Propping Up The Safety Standards In Open Water Swimming

Propping Up The Safety Standards In Open Water Swimming

David Barra posted the following information in the Marathon Swimmers Forum. To learn more on this topic, read here.

Due to claims made against USMS‘s insurance policy, USMS is faced with a liability insurance premium that is significantly higher than in previous years. In an effort to address certain limitations in the new coverage, help defray the expense of the increased premium, and reduce the likelihood of additional premium increases in the future, U.S. Master Swimming Board President Nadine Day has assembled a task force to review and recommend compliance requirements, administrative procedures, and insurance fees for USMS open water events.

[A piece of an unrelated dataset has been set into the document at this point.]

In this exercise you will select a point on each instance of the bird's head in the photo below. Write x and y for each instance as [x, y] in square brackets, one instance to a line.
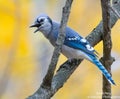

The task force is chaired by Phil Dodson and includes Long Distance Committee Chairperson Donn Livoni, Open Water Chair Lynn Hazlewood, Past U.S. Masters Swimming President Rob Copeland, Legal Counsel Patty Miller, U.S. Masters Swimming board member Bruce Hopson, Treasurer Ralph Davis, U.S. Masters Swimming President Nadine Day, and U.S. Masters Swimming Executive Director Rob Butcher. The task force will be making formal recommendations to the USMS Board of Directors at the February 9-10 board meeting.

In the interim, USMS is placing a hold on sanctioning of new open water events until after the Board of Directors is able to review the full task force recommendations at the February 9-10 board meeting.


More information is here about the decisions, including the use of prop guards, that U.S. Masters Swimming made concerning sanctions of open water swimming events.

Related articles regarding the issue of prop guards are here:

* When Open Water Swimmers And Boaters Collide
* Open Water Swimming Accidents
* Recreational Vessel Propellers In The Open Water
* Learning From Traversee Internationale du lac St-Jean
* When Open Water Swimmers And Boats Intersect – Part 2

To the credit of U.S. Masters Swimming, it is implementing a variety of safety measures to protect the growing number of swimmers in the open water swimming community. Where there are many swimmers and marine vessels of various sorts, there is always a possibility for accidents. It is unfortunate to note that the U.S. Masters Swimming’s decision to require prop guards on escort and safety vessels – a long-time practice at some of the best races in Canada – was rejected by FINA‘s executives in earlier discussions.